Important implementation details and conventions
-----------------------------------------------
- Decoding strategies in the codebase:
  - G1: greedy nearest-neighbor guided by predicted probabilities (`greedy_with_probabilities_nearest_neighbor`).
  - G2: greedy by edges (`greedy_with_probabilities_edge`) — builds a tour by adding high-probability edges while avoiding premature cycles.
  - ALPS (⭐) / $\text{CHR}^+$: `chrp.py` modifies edge weights using predictions and runs the Christofides heuristic.
  - BS: beam search over nodes using log-prob scores (`beam_search` in `utils.py`). 
The final selection is the lowest-weight complete tour among beam candidates.

- Many scripts write CSV files into `output/`. Some scripts include a `run` boolean to toggle between actually running 
- long experiments and creating tables from previously computed CSVs. Check the top of the script to change behavior.

(⭐) The original name of our algorithm was ALPS (*AL*gorithm with *P*rediction*S*).
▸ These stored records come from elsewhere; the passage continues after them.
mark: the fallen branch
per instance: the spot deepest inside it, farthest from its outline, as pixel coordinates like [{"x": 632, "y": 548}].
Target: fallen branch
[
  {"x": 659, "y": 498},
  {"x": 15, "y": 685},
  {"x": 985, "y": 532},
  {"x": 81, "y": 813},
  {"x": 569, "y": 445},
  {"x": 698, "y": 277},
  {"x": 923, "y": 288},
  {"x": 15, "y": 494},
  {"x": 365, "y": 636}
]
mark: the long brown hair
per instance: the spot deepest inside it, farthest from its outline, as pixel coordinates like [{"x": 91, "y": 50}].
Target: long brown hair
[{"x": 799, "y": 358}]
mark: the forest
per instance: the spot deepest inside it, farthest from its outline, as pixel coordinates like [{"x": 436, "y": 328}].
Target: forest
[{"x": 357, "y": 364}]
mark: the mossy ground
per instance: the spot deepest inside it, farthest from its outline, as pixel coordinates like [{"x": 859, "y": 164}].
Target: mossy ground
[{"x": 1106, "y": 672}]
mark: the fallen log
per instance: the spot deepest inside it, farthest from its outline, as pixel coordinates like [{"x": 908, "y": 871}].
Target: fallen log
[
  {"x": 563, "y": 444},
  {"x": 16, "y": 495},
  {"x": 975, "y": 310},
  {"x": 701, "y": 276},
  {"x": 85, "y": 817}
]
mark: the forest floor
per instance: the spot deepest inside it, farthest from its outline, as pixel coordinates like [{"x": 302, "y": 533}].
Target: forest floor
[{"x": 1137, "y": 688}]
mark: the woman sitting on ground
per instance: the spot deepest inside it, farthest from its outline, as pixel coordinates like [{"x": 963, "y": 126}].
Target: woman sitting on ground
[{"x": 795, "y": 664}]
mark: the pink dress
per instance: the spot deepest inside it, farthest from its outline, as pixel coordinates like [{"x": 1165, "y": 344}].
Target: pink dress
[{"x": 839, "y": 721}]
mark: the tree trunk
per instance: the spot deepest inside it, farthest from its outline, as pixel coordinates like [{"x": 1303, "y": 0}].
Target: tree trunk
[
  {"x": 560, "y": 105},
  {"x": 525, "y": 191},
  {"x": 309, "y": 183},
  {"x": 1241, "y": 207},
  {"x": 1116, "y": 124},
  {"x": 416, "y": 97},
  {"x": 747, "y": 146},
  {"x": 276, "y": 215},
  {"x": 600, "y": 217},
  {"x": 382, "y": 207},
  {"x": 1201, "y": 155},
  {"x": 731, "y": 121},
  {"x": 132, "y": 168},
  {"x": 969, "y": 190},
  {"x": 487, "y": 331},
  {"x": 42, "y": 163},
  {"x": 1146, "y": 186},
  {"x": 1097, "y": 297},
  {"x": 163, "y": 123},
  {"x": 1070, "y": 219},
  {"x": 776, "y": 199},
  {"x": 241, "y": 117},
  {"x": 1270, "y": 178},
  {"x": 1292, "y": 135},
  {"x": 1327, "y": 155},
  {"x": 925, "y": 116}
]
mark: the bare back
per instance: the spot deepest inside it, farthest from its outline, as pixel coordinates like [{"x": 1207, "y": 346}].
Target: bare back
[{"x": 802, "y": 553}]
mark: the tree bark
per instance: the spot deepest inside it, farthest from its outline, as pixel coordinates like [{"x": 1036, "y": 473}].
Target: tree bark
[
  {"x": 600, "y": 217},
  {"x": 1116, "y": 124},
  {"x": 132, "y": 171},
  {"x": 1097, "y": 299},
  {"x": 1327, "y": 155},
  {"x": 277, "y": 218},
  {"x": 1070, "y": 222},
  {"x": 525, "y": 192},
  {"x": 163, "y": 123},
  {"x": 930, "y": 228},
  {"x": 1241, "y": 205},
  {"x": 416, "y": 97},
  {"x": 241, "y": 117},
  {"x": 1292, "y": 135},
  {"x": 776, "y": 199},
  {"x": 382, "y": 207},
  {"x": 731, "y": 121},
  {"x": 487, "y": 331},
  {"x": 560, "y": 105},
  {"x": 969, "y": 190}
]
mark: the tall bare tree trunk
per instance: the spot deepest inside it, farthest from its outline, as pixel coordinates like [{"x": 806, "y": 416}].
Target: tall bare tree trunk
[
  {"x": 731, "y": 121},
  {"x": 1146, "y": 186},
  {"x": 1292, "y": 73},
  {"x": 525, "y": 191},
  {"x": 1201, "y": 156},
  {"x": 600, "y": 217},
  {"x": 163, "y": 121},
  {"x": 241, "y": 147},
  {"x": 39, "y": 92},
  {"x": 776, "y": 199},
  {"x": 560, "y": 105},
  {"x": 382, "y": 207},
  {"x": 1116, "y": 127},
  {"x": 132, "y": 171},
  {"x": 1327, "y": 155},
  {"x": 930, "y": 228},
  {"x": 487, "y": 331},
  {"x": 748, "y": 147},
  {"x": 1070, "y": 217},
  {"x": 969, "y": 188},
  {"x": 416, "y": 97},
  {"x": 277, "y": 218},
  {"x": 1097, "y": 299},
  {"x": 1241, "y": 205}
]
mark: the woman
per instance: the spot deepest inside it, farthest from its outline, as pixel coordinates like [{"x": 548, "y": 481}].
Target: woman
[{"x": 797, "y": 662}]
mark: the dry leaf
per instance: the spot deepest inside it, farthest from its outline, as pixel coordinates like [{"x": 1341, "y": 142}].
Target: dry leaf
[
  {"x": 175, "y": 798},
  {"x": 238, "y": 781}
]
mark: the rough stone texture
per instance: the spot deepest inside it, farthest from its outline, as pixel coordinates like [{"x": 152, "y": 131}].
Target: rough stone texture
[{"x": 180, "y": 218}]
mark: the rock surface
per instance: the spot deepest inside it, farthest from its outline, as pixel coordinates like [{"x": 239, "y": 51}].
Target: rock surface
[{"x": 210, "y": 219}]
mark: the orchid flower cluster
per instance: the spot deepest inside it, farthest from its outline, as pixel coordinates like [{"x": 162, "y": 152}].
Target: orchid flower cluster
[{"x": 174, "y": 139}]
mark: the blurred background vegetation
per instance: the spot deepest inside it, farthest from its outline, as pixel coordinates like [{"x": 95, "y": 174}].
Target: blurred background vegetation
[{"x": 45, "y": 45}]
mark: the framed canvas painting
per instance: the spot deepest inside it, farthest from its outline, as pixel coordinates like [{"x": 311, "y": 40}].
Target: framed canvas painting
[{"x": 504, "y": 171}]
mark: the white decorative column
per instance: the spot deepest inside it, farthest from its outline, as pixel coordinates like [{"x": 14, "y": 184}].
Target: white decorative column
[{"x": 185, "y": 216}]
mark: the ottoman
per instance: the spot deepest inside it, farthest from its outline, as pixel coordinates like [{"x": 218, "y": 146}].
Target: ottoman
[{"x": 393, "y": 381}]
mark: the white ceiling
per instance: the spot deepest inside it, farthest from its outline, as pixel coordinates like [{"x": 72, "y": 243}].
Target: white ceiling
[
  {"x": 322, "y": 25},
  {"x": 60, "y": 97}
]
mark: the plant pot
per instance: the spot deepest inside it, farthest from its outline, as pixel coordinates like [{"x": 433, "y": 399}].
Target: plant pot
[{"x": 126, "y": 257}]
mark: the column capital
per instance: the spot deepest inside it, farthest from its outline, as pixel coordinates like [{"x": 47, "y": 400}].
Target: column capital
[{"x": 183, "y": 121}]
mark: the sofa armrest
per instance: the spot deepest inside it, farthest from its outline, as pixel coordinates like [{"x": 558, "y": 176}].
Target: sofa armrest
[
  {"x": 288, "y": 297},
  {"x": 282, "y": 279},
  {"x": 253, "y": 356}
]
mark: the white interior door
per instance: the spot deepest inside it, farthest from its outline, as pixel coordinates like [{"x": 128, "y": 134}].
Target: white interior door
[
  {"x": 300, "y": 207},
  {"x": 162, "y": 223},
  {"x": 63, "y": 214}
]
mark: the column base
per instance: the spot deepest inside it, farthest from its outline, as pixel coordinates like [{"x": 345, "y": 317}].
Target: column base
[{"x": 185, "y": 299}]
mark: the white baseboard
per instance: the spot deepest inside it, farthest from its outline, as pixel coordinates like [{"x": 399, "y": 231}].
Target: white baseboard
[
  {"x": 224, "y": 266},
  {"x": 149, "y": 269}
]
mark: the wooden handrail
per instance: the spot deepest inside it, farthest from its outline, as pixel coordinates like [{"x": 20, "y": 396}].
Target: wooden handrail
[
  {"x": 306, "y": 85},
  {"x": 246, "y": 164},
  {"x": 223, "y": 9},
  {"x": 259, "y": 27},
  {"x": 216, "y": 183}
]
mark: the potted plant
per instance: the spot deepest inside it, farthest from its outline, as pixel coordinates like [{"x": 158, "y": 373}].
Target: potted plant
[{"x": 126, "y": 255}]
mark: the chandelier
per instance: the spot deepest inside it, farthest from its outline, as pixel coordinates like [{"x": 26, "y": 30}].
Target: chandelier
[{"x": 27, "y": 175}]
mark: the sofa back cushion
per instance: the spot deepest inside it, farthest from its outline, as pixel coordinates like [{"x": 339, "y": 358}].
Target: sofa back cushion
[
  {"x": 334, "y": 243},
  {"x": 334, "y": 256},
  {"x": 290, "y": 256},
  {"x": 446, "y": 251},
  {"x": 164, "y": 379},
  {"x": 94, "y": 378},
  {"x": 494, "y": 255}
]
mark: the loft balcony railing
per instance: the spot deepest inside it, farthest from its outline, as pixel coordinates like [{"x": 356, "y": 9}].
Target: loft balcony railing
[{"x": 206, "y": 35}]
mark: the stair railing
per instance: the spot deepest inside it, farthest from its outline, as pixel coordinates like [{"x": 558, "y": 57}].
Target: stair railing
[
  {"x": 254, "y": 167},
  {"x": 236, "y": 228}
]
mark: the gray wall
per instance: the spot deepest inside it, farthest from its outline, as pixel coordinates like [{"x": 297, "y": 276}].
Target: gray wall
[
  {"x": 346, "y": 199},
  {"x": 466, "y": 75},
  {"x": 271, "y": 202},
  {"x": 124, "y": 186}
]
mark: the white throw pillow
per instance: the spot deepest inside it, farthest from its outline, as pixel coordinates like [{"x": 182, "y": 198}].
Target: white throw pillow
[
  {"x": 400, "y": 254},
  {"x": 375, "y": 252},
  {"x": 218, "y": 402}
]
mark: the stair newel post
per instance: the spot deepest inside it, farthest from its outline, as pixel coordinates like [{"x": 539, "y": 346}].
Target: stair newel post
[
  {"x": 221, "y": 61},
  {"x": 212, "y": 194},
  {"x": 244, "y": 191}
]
Eventually, we adopted the name 
$\text{CHR}^+$ to enhance the relation to Christofides. We did our best to update all code/comments to reflect this change. 

Reproducing experiments
-----------------------
1. Ensure data is present under `data/` (either synthetic pickles in `data/tsp_uniform/` or TSPLIB pickles in `data/tsplib/`). If missing, create synthetic instances using `data/generate_data.py` (inspect that script for options).

2. Create the environment using `environment.yml` or pip-install the dependencies.

3. Run the desired top-level script(s). For long-running experiments, toggle `run = False` when you only want to regenerate tables from cached CSVs.


Acknowledgements
----------------
The decoding strategies and experimental setup are inspired by recent work on using graph-based neural predictors for 
combinatorial problems, more specifically we got ou predictions from the following papers:
- DIFUSCO → Sun, Zhiqing, and Yiming Yang. "Difusco: Graph-based diffusion solvers for combinatorial optimization." Advances in neural information processing systems 36 (2023): 3706-3731.
- GNN-AR → Joshi, Chaitanya K., et al. "Learning the travelling salesperson problem requires rethinking generalization." Constraints 27.1 (2022): 70-98.
- GNN-GLS → Hudson, Benjamin, et al. "Graph Neural Network Guided Local Search for the Traveling Salesperson Problem." International Conference on Learning Representations (2022)
- SoftDist → Xia, Yifan, et al. "Position: Rethinking Post-Hoc Search-Based Neural Approaches for Solving Large-Scale Traveling Salesman Problems." Proceedings of the 41st International Conference on Machine Learning, (2024), pp. 54178-90.